In Ostlund’s new short story collection Are You Happy?, we instead meet characters from Minnesota and New Mexico, with only the occasional fleeting glance toward San Francisco or New York City. The reason becomes clear as her stories unfurl: Ostlund’s writing is most at home in small schools, small towns and small dive bars, all of them imbued with a permanent sense of enclosure, claustrophobia and unease. Major cities loom on the horizon only as escape hatches.
Other themes weave throughout these nine stories. Grief, for lives lost too soon, or for lives thrown away at the local bar. Being LGBTQ+, usually in places where it isn’t altogether safe. The constant threat of violence that permeates American culture and, in particular, women’s psyches.

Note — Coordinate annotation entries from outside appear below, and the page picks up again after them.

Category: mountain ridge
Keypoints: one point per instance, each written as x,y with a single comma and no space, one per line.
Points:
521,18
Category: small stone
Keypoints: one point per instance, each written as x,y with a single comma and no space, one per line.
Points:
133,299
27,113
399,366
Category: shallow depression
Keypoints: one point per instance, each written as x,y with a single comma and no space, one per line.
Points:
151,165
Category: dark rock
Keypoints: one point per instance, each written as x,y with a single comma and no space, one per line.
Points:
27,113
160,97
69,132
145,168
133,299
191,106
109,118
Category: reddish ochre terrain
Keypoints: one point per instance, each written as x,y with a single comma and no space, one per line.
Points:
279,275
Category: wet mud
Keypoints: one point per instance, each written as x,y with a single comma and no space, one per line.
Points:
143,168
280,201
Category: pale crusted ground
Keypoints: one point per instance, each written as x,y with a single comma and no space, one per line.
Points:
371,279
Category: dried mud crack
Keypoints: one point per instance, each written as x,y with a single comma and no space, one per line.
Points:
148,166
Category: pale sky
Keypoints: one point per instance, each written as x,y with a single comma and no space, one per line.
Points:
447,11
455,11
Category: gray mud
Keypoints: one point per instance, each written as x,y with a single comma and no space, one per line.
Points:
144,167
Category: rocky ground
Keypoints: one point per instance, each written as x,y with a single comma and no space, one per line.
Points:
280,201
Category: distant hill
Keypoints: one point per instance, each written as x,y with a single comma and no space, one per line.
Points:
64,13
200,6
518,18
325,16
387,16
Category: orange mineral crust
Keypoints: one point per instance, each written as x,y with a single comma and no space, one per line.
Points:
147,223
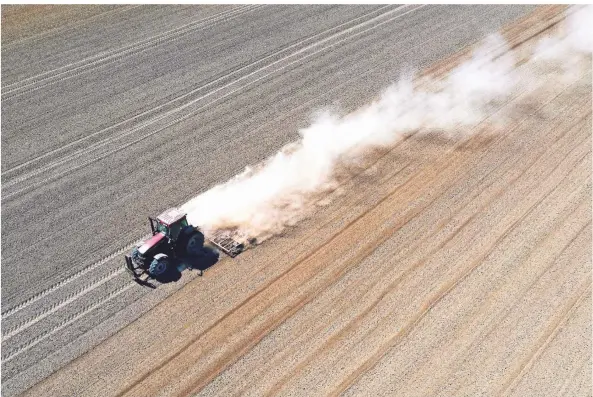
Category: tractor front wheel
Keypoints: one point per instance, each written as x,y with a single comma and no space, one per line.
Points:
158,266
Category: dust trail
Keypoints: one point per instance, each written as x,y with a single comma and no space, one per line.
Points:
265,199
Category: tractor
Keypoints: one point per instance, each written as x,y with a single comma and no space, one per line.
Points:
173,240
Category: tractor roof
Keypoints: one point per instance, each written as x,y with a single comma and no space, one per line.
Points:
171,216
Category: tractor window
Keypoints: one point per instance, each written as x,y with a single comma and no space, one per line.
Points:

Ostlund herself — a teacher of 25 years, and a lesbian — grew up in small-town Minnesota. Because she writes about what she most intimately knows, her stories are consistently immersive.
One of the most impactful stories in Are You Happy? is “The Stalker,” about a female teacher grappling with a sinister, potentially dangerous student. Ostlund juxtaposes the coziness of the teacher’s quiet home life, complete with wife and cat, with the cold, exposed feeling of fending for herself in night classes with a former soldier who may or may not want to hurt her.